Siang tadi, 1 November 2016, saya menghapus tulisan saya sendiri yang saya muat kemarin sore di Kompasiana. Padahal tulisan itu luar biasa jumlah pembacanya. Kalau biasanya tulisan saya paling dibaca antara 100 sampai 300 kali, maka tulisan itu dibaca sampai 2.444 kali, dengan 2 komentar dan 2 nilai. Dari segi statistik, sebenarnya tulisan itu membantu “menaikkan” peringkat saya di kalangan Kompasianer.
Ini catatan saya. Setelah tulisan tersebut ditayangkan di Kompasiana, data saya sebagai Kompasianer aktif mencapai 184 artikel, dibaca 61.418 kali, dengan 167 komentar, nilai 278, dan yang dijadikan “headline’ sebanyak 47 tulisan dan 146 dijadikan tulisan “pilihan”. Setelah saya hapus, maka jumlahnya menurun. Tercatat 183 kali, dibaca 58.980 kali, dengan 165 komentar, nilai 276, dan yang dijadikan “headline” tetap 47 tulisan, namun “pilihan”nya menjadi 145 tulisan.
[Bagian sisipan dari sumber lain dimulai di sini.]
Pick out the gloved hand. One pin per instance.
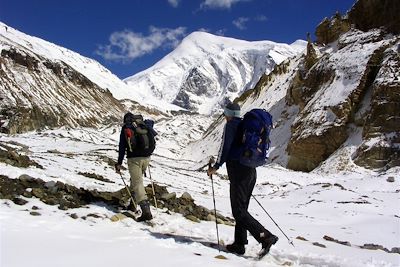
(118, 168)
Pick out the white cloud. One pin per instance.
(126, 45)
(174, 3)
(220, 4)
(240, 23)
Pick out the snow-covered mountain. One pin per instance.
(336, 103)
(205, 70)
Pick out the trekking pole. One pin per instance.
(129, 192)
(154, 193)
(290, 241)
(215, 209)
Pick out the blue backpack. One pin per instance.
(254, 137)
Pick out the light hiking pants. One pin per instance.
(137, 166)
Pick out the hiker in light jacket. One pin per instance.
(138, 152)
(242, 181)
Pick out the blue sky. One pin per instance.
(130, 36)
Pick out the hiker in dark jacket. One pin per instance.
(242, 181)
(138, 156)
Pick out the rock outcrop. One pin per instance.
(369, 14)
(67, 197)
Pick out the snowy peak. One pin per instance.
(205, 70)
(94, 71)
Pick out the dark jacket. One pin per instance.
(229, 149)
(123, 143)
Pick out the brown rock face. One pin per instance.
(321, 127)
(381, 132)
(369, 14)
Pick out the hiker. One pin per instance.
(137, 140)
(242, 181)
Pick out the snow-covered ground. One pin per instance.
(357, 205)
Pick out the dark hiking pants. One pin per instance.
(242, 182)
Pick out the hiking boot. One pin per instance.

Dari data tersebut terlihat, bahwa yang sebelumnya saya menargetkan sampai akhir 2016 ini setidaknya ada 60.000 kali tulisan-tulisan saya dibaca, sebenarnya sudah terpenuhi. Namun dengan dihapuskannya tulisan tadi, maka jumlahnya kembali berkurang, baru 58.980 kali dibaca.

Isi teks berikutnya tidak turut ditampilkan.